We know that the money in health care is going to the hospitals. If you are half-decently managed and you have a half-decent payor mix, you will be making a lot of money. Non-profit has no meaning in health care; it was shown long ago that for-profit and voluntary hospitals act equivalently. The money they make goes for very handsome executive salaries and retained earning to be spent on system development. “System development” for hospitals can mean more and more technology. It can also mean buying up doctors and controlling the field, vertical integration.

Here’s what this process can look like on the ground. There is a voluntary hospital in Pleasanton called ValleyCare. The CEO is a firebrand named Marcy Feit, who began life as a nurse, but who has now been in Pleasanton for over a decade and is very well entrenched. She decided a couple of years ago to construct a Foundation. In other states the hospitals simply hire doctors; in California it is illegal for non-doctors to hire doctors, so instead there are Foundations, which are non-profit entities governed by Boards, which are essentially run by the hospitals that establish the foundations.

In forming the Foundation, Marcy and her aides identified a primary care doctor well-schooled in previous medical care wars, John Yee, to head the group, and I understand he is being paid $1.5 million over three years to be Medical Director. Between these two and some others, they rule the Foundation without opposition. Their view seems to be that anyone who hasn’t joined the Foundation is the enemy.

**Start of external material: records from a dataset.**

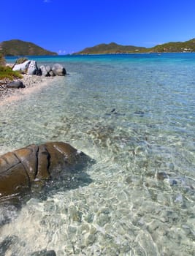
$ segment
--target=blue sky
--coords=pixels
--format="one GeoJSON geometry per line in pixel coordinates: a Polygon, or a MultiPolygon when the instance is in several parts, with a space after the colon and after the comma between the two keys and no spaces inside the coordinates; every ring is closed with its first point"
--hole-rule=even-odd
{"type": "Polygon", "coordinates": [[[115,42],[152,47],[195,37],[194,0],[1,0],[0,42],[70,53],[115,42]]]}

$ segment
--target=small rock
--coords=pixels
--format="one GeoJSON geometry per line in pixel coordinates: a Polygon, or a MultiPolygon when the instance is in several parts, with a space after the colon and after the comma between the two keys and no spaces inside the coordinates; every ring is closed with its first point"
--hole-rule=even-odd
{"type": "Polygon", "coordinates": [[[7,88],[20,89],[25,88],[25,85],[22,81],[14,81],[7,84],[7,88]]]}

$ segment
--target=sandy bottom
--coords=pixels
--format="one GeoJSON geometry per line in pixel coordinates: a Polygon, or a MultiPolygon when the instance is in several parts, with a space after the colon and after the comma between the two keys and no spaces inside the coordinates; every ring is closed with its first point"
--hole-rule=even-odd
{"type": "Polygon", "coordinates": [[[46,86],[56,77],[42,77],[37,75],[24,75],[20,79],[25,88],[23,89],[7,89],[5,86],[1,88],[0,91],[0,106],[14,101],[20,100],[25,95],[37,91],[42,87],[46,86]]]}

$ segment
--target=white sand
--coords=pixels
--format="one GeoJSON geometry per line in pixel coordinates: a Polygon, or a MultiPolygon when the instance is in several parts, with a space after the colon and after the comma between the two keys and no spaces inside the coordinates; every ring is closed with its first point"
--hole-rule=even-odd
{"type": "Polygon", "coordinates": [[[23,75],[23,78],[19,79],[25,85],[23,89],[4,89],[0,91],[0,106],[13,101],[20,100],[25,95],[40,90],[57,77],[44,77],[38,75],[23,75]]]}

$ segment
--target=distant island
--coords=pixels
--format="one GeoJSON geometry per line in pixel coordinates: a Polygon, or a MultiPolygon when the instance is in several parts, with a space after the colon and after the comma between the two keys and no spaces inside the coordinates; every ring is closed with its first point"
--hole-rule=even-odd
{"type": "Polygon", "coordinates": [[[153,48],[133,45],[121,45],[115,42],[100,44],[87,48],[74,54],[106,54],[106,53],[183,53],[195,52],[195,38],[186,42],[170,42],[157,45],[153,48]]]}
{"type": "Polygon", "coordinates": [[[32,42],[19,39],[1,42],[0,52],[4,56],[58,55],[56,53],[45,50],[32,42]]]}

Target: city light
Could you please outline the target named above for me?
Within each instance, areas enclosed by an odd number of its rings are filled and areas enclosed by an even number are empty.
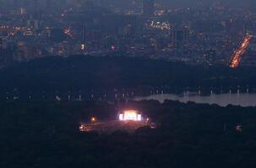
[[[242,43],[241,44],[239,48],[235,50],[233,55],[231,57],[230,67],[236,68],[239,66],[242,55],[245,53],[246,50],[249,46],[251,39],[252,39],[252,36],[249,34],[247,34],[245,36]]]

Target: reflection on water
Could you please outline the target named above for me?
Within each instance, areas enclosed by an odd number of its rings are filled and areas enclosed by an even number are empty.
[[[182,102],[194,102],[199,103],[218,104],[220,106],[227,106],[228,104],[240,105],[242,107],[256,106],[256,94],[240,93],[240,94],[211,94],[209,96],[200,96],[198,94],[187,93],[181,95],[175,94],[160,94],[149,97],[138,97],[135,100],[158,100],[163,102],[165,100],[177,100]]]

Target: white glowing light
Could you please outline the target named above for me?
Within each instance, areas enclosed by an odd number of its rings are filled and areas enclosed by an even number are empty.
[[[126,110],[119,114],[120,121],[141,121],[141,114],[138,114],[135,110]]]

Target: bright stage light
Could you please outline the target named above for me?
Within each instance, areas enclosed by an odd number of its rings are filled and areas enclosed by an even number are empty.
[[[141,114],[138,114],[135,110],[126,110],[123,113],[119,114],[120,121],[141,121]]]

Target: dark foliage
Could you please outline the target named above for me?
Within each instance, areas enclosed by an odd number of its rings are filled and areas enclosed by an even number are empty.
[[[91,114],[112,118],[106,102],[3,102],[0,167],[255,167],[256,108],[130,102],[158,123],[128,134],[84,134]],[[237,132],[236,125],[242,124]]]

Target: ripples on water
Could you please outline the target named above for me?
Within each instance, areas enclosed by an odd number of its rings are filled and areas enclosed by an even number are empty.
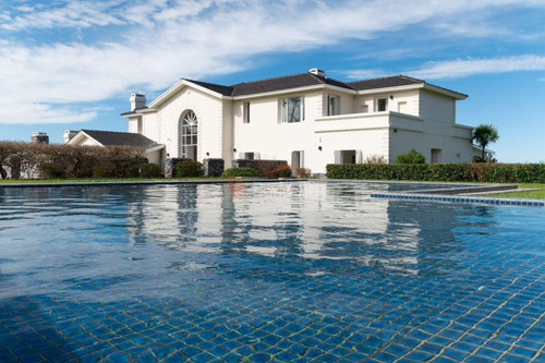
[[[88,314],[93,303],[116,311],[179,299],[229,315],[241,299],[257,298],[254,315],[262,320],[247,323],[254,330],[271,322],[270,308],[281,315],[283,306],[288,319],[308,305],[306,314],[337,315],[339,329],[347,327],[342,316],[363,314],[367,326],[398,331],[395,324],[407,328],[446,297],[463,299],[506,268],[543,270],[543,210],[370,197],[389,187],[0,187],[0,300],[48,297],[85,305],[68,317],[44,305],[56,322]],[[9,308],[0,312],[10,315]],[[411,308],[409,318],[403,311]]]

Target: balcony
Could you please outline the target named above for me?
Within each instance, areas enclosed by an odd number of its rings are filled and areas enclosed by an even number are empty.
[[[423,119],[393,111],[327,116],[315,120],[316,133],[395,128],[422,132]]]

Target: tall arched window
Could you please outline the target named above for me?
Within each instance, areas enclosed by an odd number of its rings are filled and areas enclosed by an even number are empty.
[[[198,122],[195,112],[189,110],[180,120],[180,157],[197,159]]]

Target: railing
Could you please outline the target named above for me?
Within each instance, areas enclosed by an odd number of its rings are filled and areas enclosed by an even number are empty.
[[[315,132],[399,128],[422,131],[422,118],[399,112],[348,113],[317,118]]]

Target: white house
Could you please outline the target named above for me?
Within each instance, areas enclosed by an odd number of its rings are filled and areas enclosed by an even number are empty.
[[[346,83],[313,69],[232,86],[182,78],[147,106],[131,95],[122,117],[165,145],[161,158],[278,159],[323,173],[412,148],[427,162],[471,162],[472,128],[456,123],[467,97],[403,75]]]
[[[66,130],[64,143],[74,146],[128,146],[143,150],[149,162],[160,164],[165,145],[157,144],[142,134],[99,131],[99,130]]]

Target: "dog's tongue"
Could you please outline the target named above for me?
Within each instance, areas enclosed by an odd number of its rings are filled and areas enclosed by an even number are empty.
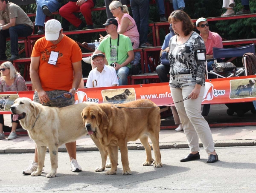
[[[88,131],[88,134],[89,135],[92,135],[93,134],[93,131]]]
[[[12,120],[14,121],[17,121],[18,120],[18,118],[19,118],[19,115],[17,114],[15,114],[13,115],[13,116],[12,117]]]

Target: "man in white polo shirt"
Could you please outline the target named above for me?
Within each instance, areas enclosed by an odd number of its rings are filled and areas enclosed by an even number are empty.
[[[105,65],[106,59],[103,54],[93,55],[92,62],[96,68],[90,72],[86,88],[118,86],[116,70],[112,66]]]

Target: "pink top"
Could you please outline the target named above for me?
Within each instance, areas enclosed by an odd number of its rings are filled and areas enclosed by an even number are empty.
[[[200,36],[202,36],[200,34]],[[222,38],[217,33],[212,32],[209,30],[209,35],[206,40],[206,55],[212,55],[212,48],[223,48]]]
[[[131,16],[128,14],[125,14],[123,17],[122,17],[121,20],[122,21],[122,19],[125,17],[128,17],[128,19],[131,20],[132,23],[132,26],[128,26],[126,30],[123,34],[130,37],[131,43],[134,43],[134,45],[132,46],[133,48],[134,49],[137,48],[139,48],[139,45],[140,45],[140,34],[138,31],[136,23]],[[118,23],[117,31],[119,31],[121,27],[121,23],[119,21],[119,19],[118,17],[116,17],[115,19]]]
[[[26,91],[28,89],[26,85],[26,82],[23,77],[20,74],[16,74],[14,82],[11,86],[8,86],[3,77],[0,78],[0,92],[9,92],[12,91]]]

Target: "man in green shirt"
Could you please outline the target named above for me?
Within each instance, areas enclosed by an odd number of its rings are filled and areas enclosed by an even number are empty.
[[[109,19],[102,26],[110,36],[100,43],[93,54],[104,53],[108,65],[115,68],[119,85],[127,85],[127,77],[130,74],[130,62],[134,54],[130,38],[117,33],[117,21]]]

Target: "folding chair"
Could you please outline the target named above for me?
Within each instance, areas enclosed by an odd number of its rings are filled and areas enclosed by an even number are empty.
[[[255,54],[255,47],[254,44],[250,44],[244,46],[241,46],[238,48],[213,48],[212,51],[213,51],[213,58],[214,62],[217,62],[217,58],[232,58],[233,57],[243,57],[244,54],[247,53],[252,53]],[[243,60],[244,60],[244,63],[245,64],[245,59],[244,57]],[[212,59],[210,59],[212,60]],[[207,62],[206,62],[206,74],[207,79],[208,79],[208,74],[215,75],[221,78],[228,78],[233,77],[238,77],[244,72],[245,72],[245,76],[247,76],[247,69],[246,65],[244,65],[244,68],[241,68],[239,69],[237,69],[235,71],[232,71],[229,72],[225,72],[225,73],[217,73],[213,71],[211,71],[208,72],[207,69]],[[231,106],[232,106],[232,105]],[[229,108],[231,108],[231,107],[228,107]],[[229,111],[229,108],[227,110]],[[207,104],[204,105],[202,114],[204,116],[207,116],[210,111],[210,104]],[[230,110],[229,111],[230,111]],[[228,113],[228,114],[229,114]]]
[[[247,53],[255,53],[255,47],[254,43],[241,46],[238,48],[213,48],[213,58],[214,58],[214,62],[217,62],[217,58],[230,58],[233,57],[242,57],[244,54]],[[243,59],[243,60],[245,60]],[[244,68],[239,68],[235,72],[229,71],[222,73],[217,73],[213,71],[211,71],[208,72],[207,68],[206,68],[207,76],[208,79],[208,74],[215,74],[218,77],[221,78],[230,77],[233,76],[238,77],[243,72],[245,71],[245,76],[247,76],[247,70],[246,69],[246,65],[244,65]]]

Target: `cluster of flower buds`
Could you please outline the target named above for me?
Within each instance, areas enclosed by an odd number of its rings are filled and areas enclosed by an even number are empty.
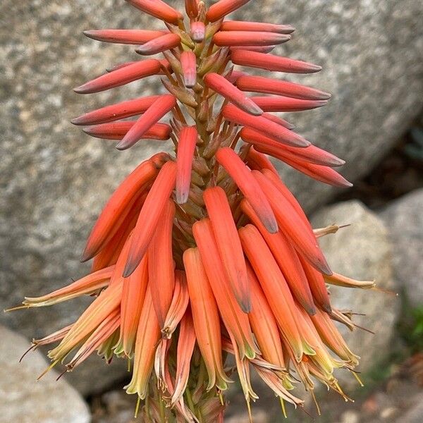
[[[113,193],[82,256],[93,259],[88,276],[25,298],[24,308],[94,298],[75,323],[32,348],[59,342],[49,352],[51,367],[68,360],[66,371],[96,351],[107,361],[128,360],[125,388],[143,400],[145,422],[222,422],[222,393],[234,372],[250,408],[257,398],[252,369],[283,405],[302,405],[295,395],[299,381],[310,393],[319,381],[348,399],[333,371],[354,374],[358,357],[333,321],[356,326],[351,313],[331,305],[326,284],[374,283],[332,271],[317,238],[338,227],[313,230],[267,157],[325,183],[350,186],[335,169],[343,160],[272,114],[324,106],[330,94],[282,79],[320,66],[270,54],[290,39],[290,25],[224,20],[248,0],[220,0],[208,8],[185,0],[185,20],[161,0],[126,1],[161,20],[164,29],[85,35],[163,58],[113,66],[75,91],[161,75],[168,94],[106,106],[72,122],[118,140],[118,149],[171,139],[175,155],[143,161]],[[281,74],[252,76],[247,68]]]

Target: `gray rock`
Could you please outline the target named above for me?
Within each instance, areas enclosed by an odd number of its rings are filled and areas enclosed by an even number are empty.
[[[389,204],[381,213],[393,245],[395,278],[415,307],[423,305],[423,190]]]
[[[357,201],[349,201],[323,209],[312,219],[313,226],[336,222],[351,223],[338,233],[321,238],[321,247],[333,271],[359,280],[375,279],[383,289],[395,290],[392,276],[392,255],[388,232],[381,220]],[[353,352],[361,357],[357,370],[366,373],[379,365],[390,351],[398,316],[398,297],[375,290],[330,286],[333,305],[339,309],[351,309],[365,316],[355,321],[373,331],[372,335],[357,329],[350,332],[340,326],[341,333]],[[351,390],[357,383],[348,372],[336,374],[341,386]]]
[[[296,28],[279,54],[312,61],[323,70],[290,77],[333,94],[318,110],[288,114],[295,130],[346,161],[352,182],[367,173],[418,116],[423,99],[423,29],[419,0],[267,0],[245,6],[244,20],[283,20]],[[277,75],[276,73],[274,74]],[[333,188],[280,164],[288,186],[308,210]]]
[[[89,423],[88,407],[64,380],[51,371],[37,377],[48,364],[39,352],[18,362],[29,346],[25,338],[0,326],[0,423]]]
[[[327,107],[293,116],[299,131],[347,159],[348,177],[368,171],[422,104],[422,2],[299,0],[294,7],[267,0],[250,6],[240,12],[244,18],[276,21],[282,16],[297,27],[280,53],[324,66],[319,75],[295,78],[334,94]],[[91,139],[68,123],[83,111],[157,91],[150,80],[107,93],[74,94],[73,87],[105,68],[137,57],[128,46],[99,44],[82,31],[160,23],[121,0],[4,0],[0,13],[6,23],[0,27],[5,308],[88,271],[78,257],[99,211],[123,178],[157,148],[146,143],[119,152],[113,142]],[[293,171],[284,168],[283,175],[308,209],[333,192]],[[74,321],[84,304],[8,314],[5,321],[27,336],[41,336]],[[125,374],[123,366],[114,372],[97,362],[72,375],[85,393]]]

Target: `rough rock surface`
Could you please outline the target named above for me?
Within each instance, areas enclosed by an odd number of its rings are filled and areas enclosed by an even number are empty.
[[[375,279],[379,288],[396,289],[392,275],[392,255],[388,231],[383,221],[357,201],[348,201],[323,209],[312,219],[313,226],[333,223],[351,223],[338,233],[321,238],[321,246],[333,271],[359,280]],[[389,353],[400,299],[375,290],[330,287],[332,304],[339,309],[351,309],[358,324],[373,331],[372,335],[357,329],[340,329],[353,352],[361,357],[357,369],[365,377]],[[348,372],[336,375],[350,392],[357,382]],[[365,379],[364,381],[365,382]]]
[[[90,415],[80,394],[51,371],[36,381],[48,364],[42,355],[27,355],[27,339],[0,326],[0,423],[89,423]]]
[[[183,2],[169,3],[180,7]],[[295,80],[332,92],[333,101],[293,121],[311,140],[348,161],[348,177],[367,171],[390,148],[423,101],[422,9],[420,0],[299,0],[295,5],[266,0],[252,1],[241,12],[245,19],[293,24],[297,33],[279,52],[324,66],[319,75]],[[91,139],[68,123],[84,111],[156,90],[134,82],[108,93],[74,94],[73,87],[106,67],[137,57],[128,46],[106,46],[82,31],[159,23],[123,0],[3,0],[0,15],[4,308],[87,271],[78,257],[96,216],[122,178],[157,147],[143,144],[119,152],[113,142]],[[333,192],[283,173],[309,209]],[[82,302],[8,315],[6,323],[27,336],[42,336],[74,321]],[[124,374],[123,366],[114,372],[97,362],[72,376],[85,393]]]
[[[381,213],[393,245],[396,281],[410,304],[423,306],[423,190],[389,204]]]

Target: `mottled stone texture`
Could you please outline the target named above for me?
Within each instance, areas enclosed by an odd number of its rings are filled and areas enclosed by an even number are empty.
[[[333,271],[362,281],[376,280],[379,288],[395,291],[392,252],[384,222],[358,201],[349,201],[326,207],[312,218],[314,227],[333,223],[350,223],[338,233],[320,239],[320,245]],[[355,316],[357,324],[374,335],[357,329],[350,332],[339,325],[351,350],[361,357],[357,370],[366,374],[379,365],[390,352],[400,298],[374,290],[359,290],[330,286],[332,305],[341,310],[352,310],[365,316]],[[348,372],[336,372],[341,386],[352,392],[357,384]]]
[[[52,371],[37,381],[48,363],[36,351],[19,358],[30,342],[0,326],[0,423],[90,423],[88,407],[64,379]]]
[[[322,65],[319,75],[293,80],[329,90],[333,99],[323,109],[289,118],[300,133],[347,159],[345,174],[355,179],[389,149],[422,105],[422,10],[421,0],[266,0],[251,1],[238,17],[297,27],[276,51]],[[78,257],[90,227],[114,188],[157,147],[142,142],[119,152],[114,142],[90,138],[68,123],[84,111],[158,87],[149,78],[109,93],[74,94],[73,87],[106,67],[138,57],[129,46],[102,44],[82,31],[159,23],[123,0],[3,0],[0,16],[4,308],[87,271]],[[308,209],[333,192],[283,168]],[[82,303],[8,314],[5,323],[27,336],[44,335],[75,320]],[[114,367],[100,373],[97,362],[81,367],[73,379],[85,393],[124,374]]]
[[[390,204],[381,214],[389,231],[395,278],[413,307],[423,307],[423,190]]]

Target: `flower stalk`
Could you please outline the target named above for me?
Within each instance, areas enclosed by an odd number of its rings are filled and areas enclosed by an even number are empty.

Two pediatric practices were approached about joining the Foundation on what they judged were unfavorable terms, so they declined. Outraged, Marcy vowed to hire pediatricians on her own, which she proceeded to do, and hired all the obstetricians practicing at ValleyCare, and ordered the obstetricians to refer exclusively to the newly hired pediatricians. It was essentially a got-out-of-town verdict for practices that had been there for 30 years and who had done much to build the hospital’s pediatric program.

Marcy and her associates, I understand, are insisting that most prominent Medical Staff positions be held by Foundation members, although so far the staff as a whole has managed to remain independent. They sought to vote democratically for their member on the hospital Board, but their nominees were disqualified by Marcy and a Foundation doctor appointed.

There are two large radiology groups in the East Bay, one of which holds the ValleyCare contract. Marcy informed the group holding the contract that if they wished to continue to do so, they would be required to discharge two of their radiologists there, both competent and very long standing members of the staff, whom she judged disloyal. The group is now in a condition similar to Google in China – important market, but mindful of their ethics. Not easy.

It’s an interesting story, and an extreme. But to my mind the ValleyCare situation highlights the forces in medicine as they are being played out currently. It’s hard to know how it will play out, but if people are interested, I’ll keep you posted.